Collaborative filtering (the baseline)
Who uses it: Developer building a first recommender
Candidate generation: user-item matrix factorization
Recall: items liked by similar users
Ranking: a simple gradient-boosted model on basic features
Re-rank: filter already-seen items
Cold-start handled by a trending fallback
Why this works: Collaborative filtering is the classic starting point — the diagram's recall stage finds items that similar users liked, which works well once you have interaction data but needs a fallback for new users and items.
Two-tower retrieval
Who uses it: Team scaling recall to millions of items
User tower and item tower produce embeddings
Recall = approximate nearest neighbor search over item embeddings
Item embeddings precomputed and indexed (a vector DB)
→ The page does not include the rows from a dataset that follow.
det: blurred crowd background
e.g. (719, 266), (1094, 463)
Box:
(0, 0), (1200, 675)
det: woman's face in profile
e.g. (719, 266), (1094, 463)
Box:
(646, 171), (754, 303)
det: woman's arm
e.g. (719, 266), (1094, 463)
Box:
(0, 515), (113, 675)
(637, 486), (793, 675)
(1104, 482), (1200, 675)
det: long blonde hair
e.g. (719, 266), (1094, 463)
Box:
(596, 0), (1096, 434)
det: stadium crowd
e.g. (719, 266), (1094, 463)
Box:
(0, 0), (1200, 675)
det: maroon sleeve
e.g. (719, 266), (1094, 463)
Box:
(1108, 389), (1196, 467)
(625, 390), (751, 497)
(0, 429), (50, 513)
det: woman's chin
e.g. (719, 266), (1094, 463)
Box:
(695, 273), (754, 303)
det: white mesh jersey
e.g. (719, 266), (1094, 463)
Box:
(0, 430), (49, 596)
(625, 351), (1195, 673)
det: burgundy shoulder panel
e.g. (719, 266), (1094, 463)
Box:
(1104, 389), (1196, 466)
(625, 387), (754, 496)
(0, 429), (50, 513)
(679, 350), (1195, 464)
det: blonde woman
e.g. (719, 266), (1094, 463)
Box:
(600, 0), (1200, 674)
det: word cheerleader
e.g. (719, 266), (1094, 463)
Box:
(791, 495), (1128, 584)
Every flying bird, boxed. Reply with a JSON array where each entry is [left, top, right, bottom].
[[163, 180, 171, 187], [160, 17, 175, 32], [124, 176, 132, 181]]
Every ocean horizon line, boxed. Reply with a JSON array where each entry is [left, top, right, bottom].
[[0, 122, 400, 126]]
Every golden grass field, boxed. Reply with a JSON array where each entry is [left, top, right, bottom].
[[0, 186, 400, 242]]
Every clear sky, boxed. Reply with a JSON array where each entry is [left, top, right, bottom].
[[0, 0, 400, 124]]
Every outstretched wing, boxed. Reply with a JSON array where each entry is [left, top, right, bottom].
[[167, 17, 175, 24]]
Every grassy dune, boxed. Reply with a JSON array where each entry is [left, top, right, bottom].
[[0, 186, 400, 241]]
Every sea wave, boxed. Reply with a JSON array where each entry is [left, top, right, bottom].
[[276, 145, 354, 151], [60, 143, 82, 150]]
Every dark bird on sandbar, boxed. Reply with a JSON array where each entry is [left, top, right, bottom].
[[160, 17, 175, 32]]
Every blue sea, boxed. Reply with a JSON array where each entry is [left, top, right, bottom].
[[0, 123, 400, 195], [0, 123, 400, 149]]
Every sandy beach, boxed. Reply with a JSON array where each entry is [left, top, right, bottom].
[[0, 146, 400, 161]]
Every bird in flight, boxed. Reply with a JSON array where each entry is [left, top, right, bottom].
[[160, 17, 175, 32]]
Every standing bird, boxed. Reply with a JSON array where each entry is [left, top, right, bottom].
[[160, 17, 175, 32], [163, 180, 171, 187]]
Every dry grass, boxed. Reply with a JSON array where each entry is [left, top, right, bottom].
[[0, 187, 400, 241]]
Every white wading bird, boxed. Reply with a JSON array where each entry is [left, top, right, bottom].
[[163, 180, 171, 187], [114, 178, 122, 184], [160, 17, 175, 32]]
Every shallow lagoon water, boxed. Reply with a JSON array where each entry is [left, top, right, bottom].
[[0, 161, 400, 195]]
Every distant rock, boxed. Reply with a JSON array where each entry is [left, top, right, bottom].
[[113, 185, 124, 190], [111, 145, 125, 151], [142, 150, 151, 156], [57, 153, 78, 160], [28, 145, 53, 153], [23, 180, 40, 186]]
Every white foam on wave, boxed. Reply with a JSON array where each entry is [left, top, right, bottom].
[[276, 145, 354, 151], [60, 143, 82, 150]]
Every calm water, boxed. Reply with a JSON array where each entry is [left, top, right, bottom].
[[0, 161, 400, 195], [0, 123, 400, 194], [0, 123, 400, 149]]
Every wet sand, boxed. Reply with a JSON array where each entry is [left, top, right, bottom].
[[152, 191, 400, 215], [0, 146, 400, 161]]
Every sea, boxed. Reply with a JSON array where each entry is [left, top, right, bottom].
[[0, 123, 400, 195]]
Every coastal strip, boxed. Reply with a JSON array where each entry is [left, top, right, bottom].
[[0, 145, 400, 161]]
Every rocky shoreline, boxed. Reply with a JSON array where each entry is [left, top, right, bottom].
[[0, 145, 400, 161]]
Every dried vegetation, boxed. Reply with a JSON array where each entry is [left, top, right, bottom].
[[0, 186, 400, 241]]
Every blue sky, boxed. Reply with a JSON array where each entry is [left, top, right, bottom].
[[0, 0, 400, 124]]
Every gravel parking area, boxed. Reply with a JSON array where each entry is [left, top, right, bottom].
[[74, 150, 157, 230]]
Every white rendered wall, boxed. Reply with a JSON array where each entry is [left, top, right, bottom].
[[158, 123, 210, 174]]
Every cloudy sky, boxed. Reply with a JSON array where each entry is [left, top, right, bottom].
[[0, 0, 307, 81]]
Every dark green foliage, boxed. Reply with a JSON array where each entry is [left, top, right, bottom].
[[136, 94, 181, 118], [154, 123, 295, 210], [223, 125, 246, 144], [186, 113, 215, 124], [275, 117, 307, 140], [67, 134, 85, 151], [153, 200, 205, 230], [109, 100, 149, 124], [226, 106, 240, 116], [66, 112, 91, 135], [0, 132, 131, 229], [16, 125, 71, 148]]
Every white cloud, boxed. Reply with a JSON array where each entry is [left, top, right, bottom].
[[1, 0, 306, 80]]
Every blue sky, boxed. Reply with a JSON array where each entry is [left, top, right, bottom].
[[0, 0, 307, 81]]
Ranking model re-scores the top-N retrieved items
Towers retrained as behavior shifts
Why this works: Two-tower retrieval scales recall by turning it into a vector search — the diagram adds an embedding index, because scoring every item is impossible at scale, so recall becomes ANN lookup over precomputed item vectors.
Real-time recommendation
Who uses it: Team serving recommendations with fresh signals
Streaming features updated from live user events
Online feature store (low-latency) for ranking
Recall mixes precomputed candidates with session items
Ranking runs per request within a tight latency budget
Behavior streamed back to update features in seconds
Why this works: Real-time recommenders add a streaming feature path — the diagram splits the feature store into online and offline, because the latest in-session behavior must reach the ranking model within the request's latency budget.
LLM-based recommendation
Who uses it: Team using an LLM to rank or explain recommendations
Recall stays traditional (retrieval over items)
LLM re-ranks candidates using natural-language context
User intent expressed as a prompt, not just clicks
LLM generates explanations for each recommendation
Embeddings bridge items and the LLM's context
Why this works: LLM-based recommenders usually keep traditional recall and put the LLM in the ranking/explanation stage — the diagram shows the LLM re-ranking a retrieved shortlist, because running an LLM over the full catalog would be far too slow and costly.